Multi-objective optimization modelling of iron ore sinter process based on ore particles field

Konferenz: CAIBDA 2022 - 2nd International Conference on Artificial Intelligence, Big Data and Algorithms
17.06.2022 - 19.06.2022 in Nanjing, China

Tagungsband: CAIBDA 2022

Seiten: 5Sprache: EnglischTyp: PDF

Autoren:
Chen, Xiaoyan; Liu, Daifei (School of Energy and Power Engineering, Changsha University of Science and Technology, Changsha, Hunan, China)

Inhalt:
High efficiency ore blending and sintering of iron ore is an important guarantee to obtain the stability of blast furnace raw materials and establish reasonable technical and economic indicators in iron making production.
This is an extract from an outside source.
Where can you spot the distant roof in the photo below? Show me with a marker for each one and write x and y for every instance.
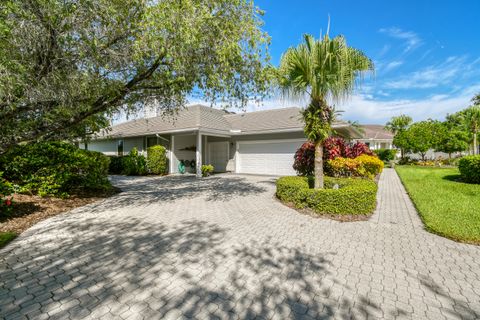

In the existing sintering proportioning modes, the adjustment of iron ore proportion is mainly based on the goal of the lowest cost, while ignoring the impact of iron ore granulation performance and particle size composition on production or quality indicators. In this study, an optimization model with three objectives is proposed, which comprehensively considers the minimum cost of mixed ore, the lowest content of harmful substances and the highest content of ore particle size 3-5mm. The constraints of the model are composed of raw material ratio, raw material particle size composition and chemical index. In the solution process of the multi-objective function, four algorithms are considered, namely, NSGA-II, NSGA-III, CCMO and C-MOEA/ D. Through the comparison of calculation results, it is concluded that NSGA-II algorithm is the most reasonable solution method. And the obtained optimized value of the ore blending cost, sulfur content and 3-5mm mineral content are 461.89, 0.0495% and 2.15 respectively.